Inference Machines: Parsing Scenes via Iterated Predictions - Robotics Institute Carnegie Mellon University
Loading Events

PhD Thesis Proposal

October

10
Mon
Daniel Munoz Carnegie Mellon University
Monday, October 10
10:00 am to 12:00 am
Inference Machines: Parsing Scenes via Iterated Predictions

Event Location: NSH 3305

Abstract: Semantic understanding of the environment is critical for many robotic tasks such as path planning, mapping, and object tracking. While important progress has been made, extracting a rich representation of the environment remains a challenging problem. This process includes not only recognizing individual objects but also understanding the contextual relations among the objects, leading to a full understanding of the environment.


The prevalent method to encode such relationships is with a joint probabilistic or energy-based model which enables one to naturally write down these interactions. Unfortunately performing inference over these expressive models leads to an NP-hard optimization problem which must be approximated and, consequently, poses theoretical and empirical difficulties when learning the model. Furthermore, using approximate inference on any learned model often leads to suboptimal predictions due to the approximations. As we ultimately care about predicting the correct labeling of an environment, and not necessarily learning a joint model of the data, we instead view the approximate inference process as a modular procedure that is directly trained in order to produce correct labelings.

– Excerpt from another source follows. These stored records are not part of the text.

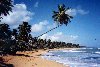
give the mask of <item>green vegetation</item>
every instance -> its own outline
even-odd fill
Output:
[[[2,3],[7,1],[7,10],[4,9]],[[8,11],[11,11],[11,0],[0,1],[0,16],[4,14],[5,16]],[[9,7],[8,7],[9,6]],[[65,14],[69,8],[65,9],[65,5],[58,5],[58,12],[53,11],[54,21],[57,21],[58,27],[62,24],[67,25],[70,22],[72,16]],[[56,29],[57,27],[53,28]],[[53,29],[49,30],[52,31]],[[46,33],[48,33],[47,31]],[[31,25],[28,22],[23,22],[19,25],[18,29],[13,29],[12,31],[9,28],[8,24],[0,24],[0,51],[3,54],[16,54],[17,51],[30,51],[34,49],[54,49],[54,48],[79,48],[79,44],[57,42],[49,40],[39,39],[38,37],[46,34],[43,33],[38,37],[32,37]]]

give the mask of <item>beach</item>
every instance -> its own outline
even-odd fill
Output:
[[[41,55],[48,51],[49,50],[17,52],[14,56],[7,55],[1,58],[3,58],[3,63],[12,64],[14,67],[69,67],[42,58]]]

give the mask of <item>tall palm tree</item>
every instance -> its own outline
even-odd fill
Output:
[[[7,16],[12,11],[12,0],[0,0],[0,19],[1,15]]]
[[[28,42],[31,32],[31,25],[29,25],[28,22],[23,22],[22,25],[19,25],[18,30],[19,30],[18,39]]]
[[[65,25],[67,26],[67,24],[68,24],[69,22],[71,22],[70,19],[73,18],[73,17],[70,16],[69,14],[66,14],[66,13],[65,13],[65,12],[68,11],[69,9],[70,9],[69,7],[68,7],[68,8],[65,8],[65,5],[64,5],[64,4],[63,4],[63,5],[58,5],[58,11],[53,11],[53,16],[52,16],[52,18],[54,19],[54,21],[56,21],[56,22],[58,23],[58,26],[57,26],[57,27],[54,27],[54,28],[52,28],[52,29],[50,29],[49,31],[47,31],[47,32],[45,32],[45,33],[43,33],[43,34],[41,34],[41,35],[38,36],[38,37],[41,37],[42,35],[44,35],[44,34],[50,32],[50,31],[52,31],[52,30],[54,30],[54,29],[56,29],[56,28],[62,26],[63,24],[65,24]],[[37,37],[37,38],[38,38],[38,37]]]

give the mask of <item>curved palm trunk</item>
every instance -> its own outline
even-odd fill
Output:
[[[50,31],[52,31],[52,30],[54,30],[54,29],[56,29],[56,28],[58,28],[58,27],[60,27],[60,26],[62,26],[62,24],[61,24],[61,25],[58,25],[57,27],[54,27],[54,28],[50,29],[49,31],[47,31],[47,32],[45,32],[45,33],[43,33],[43,34],[41,34],[41,35],[39,35],[39,36],[37,36],[37,38],[43,36],[44,34],[50,32]]]

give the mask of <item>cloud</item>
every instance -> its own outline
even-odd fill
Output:
[[[39,2],[36,2],[36,3],[34,4],[34,7],[38,7],[38,5],[39,5]]]
[[[77,14],[80,15],[85,15],[88,14],[89,11],[83,10],[81,8],[76,8],[76,9],[69,9],[68,11],[65,12],[66,14],[69,14],[71,16],[76,16]]]
[[[48,21],[44,20],[42,22],[39,22],[38,24],[33,24],[32,25],[32,32],[41,32],[44,30],[44,28],[48,25]]]
[[[13,25],[14,27],[23,21],[30,21],[33,15],[34,13],[28,11],[25,4],[16,4],[12,8],[12,12],[8,16],[4,16],[1,22]]]
[[[57,32],[53,35],[44,34],[40,38],[42,39],[51,39],[51,41],[63,41],[63,42],[71,42],[75,43],[78,39],[77,35],[65,35],[62,32]]]

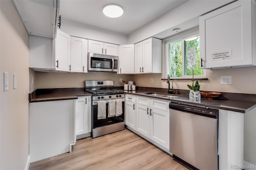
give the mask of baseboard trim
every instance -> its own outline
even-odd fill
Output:
[[[30,156],[28,155],[28,160],[27,160],[27,163],[26,164],[26,167],[25,168],[25,170],[28,170],[29,169],[29,164],[30,164]]]
[[[244,160],[244,167],[243,169],[245,170],[256,170],[256,165],[249,163]]]

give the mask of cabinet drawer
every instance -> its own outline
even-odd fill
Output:
[[[150,107],[166,111],[169,112],[169,103],[168,101],[150,99]]]
[[[150,107],[150,99],[149,98],[143,97],[136,97],[136,103]]]
[[[136,102],[136,96],[133,95],[125,95],[125,101]]]

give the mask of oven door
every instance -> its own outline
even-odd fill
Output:
[[[118,116],[114,116],[108,117],[108,102],[106,101],[106,119],[98,119],[98,102],[96,101],[92,101],[92,128],[97,127],[108,125],[114,123],[124,122],[124,99],[122,102],[122,110],[123,113]]]
[[[117,72],[118,58],[118,56],[88,53],[88,70]]]

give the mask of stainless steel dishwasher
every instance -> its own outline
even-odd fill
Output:
[[[171,102],[170,151],[194,169],[218,170],[218,110]]]

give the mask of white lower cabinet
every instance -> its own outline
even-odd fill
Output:
[[[92,97],[78,97],[76,101],[75,109],[76,139],[90,136],[92,132]]]
[[[71,151],[76,143],[75,101],[29,103],[30,163]]]
[[[126,100],[126,127],[168,151],[169,111],[166,106],[169,102],[130,95],[126,96],[126,99],[136,97],[136,101],[135,103]]]
[[[148,138],[150,137],[149,109],[146,106],[140,104],[136,106],[136,130]]]
[[[169,149],[169,112],[152,109],[150,117],[150,138]]]
[[[125,101],[125,124],[136,130],[136,105],[135,103]]]

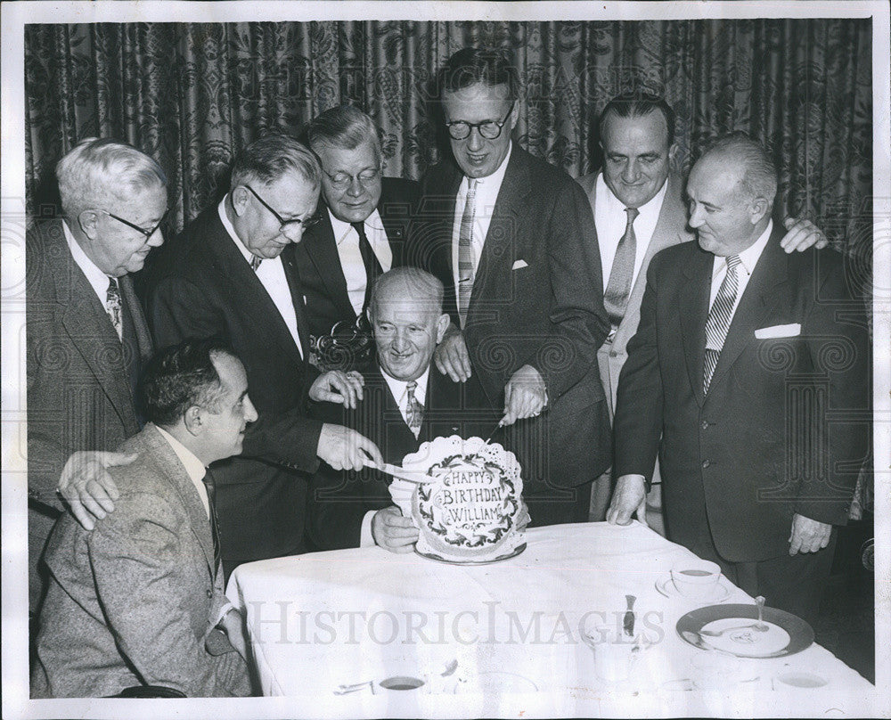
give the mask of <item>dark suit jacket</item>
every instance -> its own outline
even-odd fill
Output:
[[[462,176],[454,161],[425,176],[406,258],[442,280],[455,324],[452,230]],[[504,385],[524,364],[544,379],[546,412],[509,433],[529,493],[580,485],[609,465],[609,420],[597,370],[597,348],[609,322],[593,237],[591,208],[579,185],[514,144],[464,339],[475,376],[470,384],[478,383],[494,408],[503,408]]]
[[[105,697],[139,684],[249,694],[241,656],[219,634],[208,644],[226,599],[194,485],[151,423],[120,449],[138,456],[110,470],[120,490],[114,512],[92,532],[66,513],[47,545],[53,579],[32,695]]]
[[[76,450],[111,450],[139,431],[133,380],[151,341],[128,277],[119,287],[135,345],[122,346],[105,307],[74,262],[61,220],[38,223],[26,243],[28,536],[30,609],[37,560],[61,511],[61,469]]]
[[[364,399],[355,410],[320,403],[314,407],[326,422],[346,425],[371,438],[387,462],[401,465],[409,453],[435,438],[460,435],[487,437],[498,421],[497,413],[487,407],[474,407],[462,385],[431,367],[424,404],[421,432],[414,434],[405,424],[387,380],[375,364],[363,373]],[[393,504],[388,487],[391,478],[377,470],[362,472],[332,470],[322,463],[313,481],[310,496],[310,538],[319,550],[358,547],[362,520],[365,513]]]
[[[308,348],[293,246],[282,253]],[[245,262],[212,205],[186,225],[148,289],[147,315],[158,347],[219,336],[248,373],[259,419],[241,456],[214,466],[223,559],[244,562],[303,550],[307,472],[318,467],[322,423],[306,416],[315,370],[301,359],[282,315]],[[258,458],[263,458],[262,460]]]
[[[868,446],[862,306],[840,255],[788,256],[782,234],[774,229],[749,279],[707,396],[714,256],[695,242],[653,258],[619,380],[617,474],[649,479],[658,451],[669,539],[696,552],[707,518],[715,548],[733,562],[788,552],[796,512],[844,524]],[[793,323],[800,334],[756,337]]]
[[[393,267],[402,265],[408,222],[418,201],[420,186],[413,180],[384,177],[378,212],[393,250]],[[347,294],[347,281],[338,255],[331,217],[320,201],[322,221],[309,228],[294,247],[294,261],[307,304],[307,322],[314,337],[331,332],[335,323],[356,320]]]

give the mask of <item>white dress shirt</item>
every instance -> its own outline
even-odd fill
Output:
[[[223,223],[223,227],[225,228],[229,233],[229,237],[232,238],[232,241],[235,243],[235,247],[238,248],[239,252],[243,256],[244,261],[249,266],[250,260],[255,256],[244,247],[244,243],[239,238],[235,228],[229,222],[229,217],[225,214],[225,201],[228,197],[229,195],[226,195],[223,198],[217,207],[220,222]],[[251,270],[251,272],[255,271]],[[282,256],[269,258],[264,258],[256,273],[257,279],[260,281],[260,283],[266,289],[273,304],[278,309],[279,315],[282,315],[282,319],[284,320],[284,323],[288,326],[288,331],[290,332],[291,338],[294,339],[294,344],[297,345],[300,357],[305,357],[303,345],[300,344],[300,333],[297,331],[297,311],[294,310],[294,300],[290,296],[290,288],[288,286],[288,278],[284,274]]]
[[[345,223],[335,217],[331,209],[328,210],[328,217],[331,221],[331,230],[334,231],[334,241],[337,243],[340,267],[343,268],[343,276],[347,281],[349,304],[358,315],[365,305],[365,285],[368,283],[365,264],[362,261],[362,253],[359,251],[359,233],[350,223]],[[387,239],[387,231],[384,230],[384,224],[377,209],[365,218],[364,225],[368,244],[372,246],[374,256],[380,263],[380,269],[386,273],[393,266],[393,250]]]
[[[155,427],[158,426],[156,425]],[[168,441],[168,445],[170,446],[174,453],[176,454],[176,457],[179,458],[179,462],[183,463],[183,467],[185,469],[185,472],[189,476],[189,479],[192,480],[192,484],[195,487],[195,492],[198,493],[198,496],[201,500],[201,504],[204,505],[204,511],[207,513],[208,522],[209,522],[210,502],[208,500],[208,488],[204,485],[204,476],[207,474],[208,469],[204,466],[204,463],[201,462],[200,460],[195,457],[194,453],[174,438],[169,432],[163,428],[158,428],[158,431],[161,434],[161,437]],[[233,608],[234,606],[231,602],[225,602],[217,615],[217,623],[219,623],[225,614]],[[214,623],[214,625],[217,625],[217,623]]]
[[[508,146],[507,155],[502,160],[492,175],[486,177],[478,177],[476,200],[473,211],[473,234],[470,238],[470,250],[473,251],[473,276],[477,276],[477,269],[479,267],[479,258],[483,257],[483,245],[486,243],[486,235],[489,232],[489,225],[492,223],[492,212],[495,207],[495,200],[498,200],[498,192],[501,190],[502,183],[504,182],[504,173],[507,171],[508,160],[511,160],[511,152],[513,151],[513,143]],[[461,235],[461,219],[464,216],[464,205],[467,203],[467,192],[470,189],[470,179],[465,176],[458,187],[458,194],[454,202],[454,218],[452,223],[452,274],[454,280],[455,292],[460,296],[458,289],[458,239]]]
[[[650,202],[637,209],[640,214],[634,218],[636,243],[634,246],[634,272],[631,276],[632,287],[634,287],[634,282],[637,282],[638,273],[643,266],[643,258],[647,254],[647,248],[650,246],[650,241],[653,239],[653,233],[656,232],[656,224],[658,222],[659,213],[662,211],[662,202],[665,200],[667,187],[666,181],[662,184],[659,192]],[[613,194],[606,184],[602,172],[597,174],[594,198],[594,226],[597,229],[597,246],[601,251],[601,266],[603,271],[603,289],[605,290],[607,283],[609,282],[609,274],[612,273],[612,264],[616,258],[618,241],[625,235],[625,229],[628,225],[628,214],[625,212],[625,203]]]
[[[731,321],[733,320],[733,315],[736,315],[736,308],[740,307],[740,300],[742,299],[742,293],[746,291],[746,287],[748,285],[748,281],[752,277],[755,266],[757,264],[758,258],[761,257],[761,253],[764,252],[764,248],[767,246],[767,241],[770,240],[771,233],[772,231],[773,221],[771,220],[767,223],[767,229],[764,230],[764,233],[746,250],[739,253],[740,265],[736,268],[736,300],[733,303],[733,309],[730,314]],[[715,261],[712,266],[712,290],[708,299],[709,307],[711,307],[712,304],[715,302],[715,298],[718,294],[718,289],[721,287],[721,283],[723,282],[726,274],[727,259],[715,255]]]
[[[71,257],[74,258],[75,264],[83,271],[84,274],[86,275],[86,282],[90,283],[90,287],[93,288],[93,291],[96,293],[100,305],[104,307],[105,303],[108,300],[109,282],[110,281],[110,277],[96,267],[93,260],[87,257],[86,253],[84,252],[84,249],[81,248],[78,241],[75,240],[74,234],[68,226],[68,223],[64,220],[61,221],[61,228],[62,232],[65,233],[65,241],[68,242],[68,249],[71,251]],[[110,320],[109,322],[110,322]]]
[[[384,376],[384,380],[387,380],[387,387],[389,388],[390,393],[393,395],[393,399],[396,400],[396,404],[399,406],[399,412],[402,413],[402,419],[405,421],[405,424],[408,425],[408,382],[404,380],[396,380],[388,375],[383,368],[380,368],[380,374]],[[419,377],[415,382],[418,383],[418,387],[414,389],[414,397],[421,403],[424,407],[427,407],[427,381],[430,375],[430,368],[428,365],[427,370]],[[415,435],[415,438],[418,436]],[[374,544],[374,537],[372,536],[372,520],[377,513],[376,510],[370,510],[365,513],[365,516],[362,519],[362,530],[359,534],[359,547],[372,547]]]

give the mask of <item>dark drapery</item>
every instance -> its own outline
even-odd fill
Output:
[[[525,88],[516,139],[570,175],[599,163],[593,120],[635,86],[678,115],[681,162],[745,130],[781,168],[781,211],[805,216],[868,274],[871,21],[314,21],[30,25],[25,33],[31,212],[78,139],[123,138],[168,174],[176,229],[216,193],[233,154],[341,102],[380,128],[388,175],[437,158],[429,80],[456,49],[510,48]]]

This thesis proposes a framework for training inference procedures that parse scenes in an iterative manner and is applicable to many domains. The inference procedure is composed of simple modules and is structured in a way that integrates contextual cues and feature descriptors computed at multiple resolutions in the scene. Our experiments demonstrate that our approach leads to state-of-the-art performance on many datasets in different domains while being computationally more efficient than other inference techniques in both theory and practice. Building upon our framework, we exploit the modular nature of the inference procedure and propose extensions that utilize: 1) combined sensory information (images and 3-D point clouds), 2) temporal information, and 3) unlabeled data.

Committee:J. Andrew Bagnell, Co-chair

Martial Hebert, Co-chair

Takeo Kanade

Yann LeCun, New York University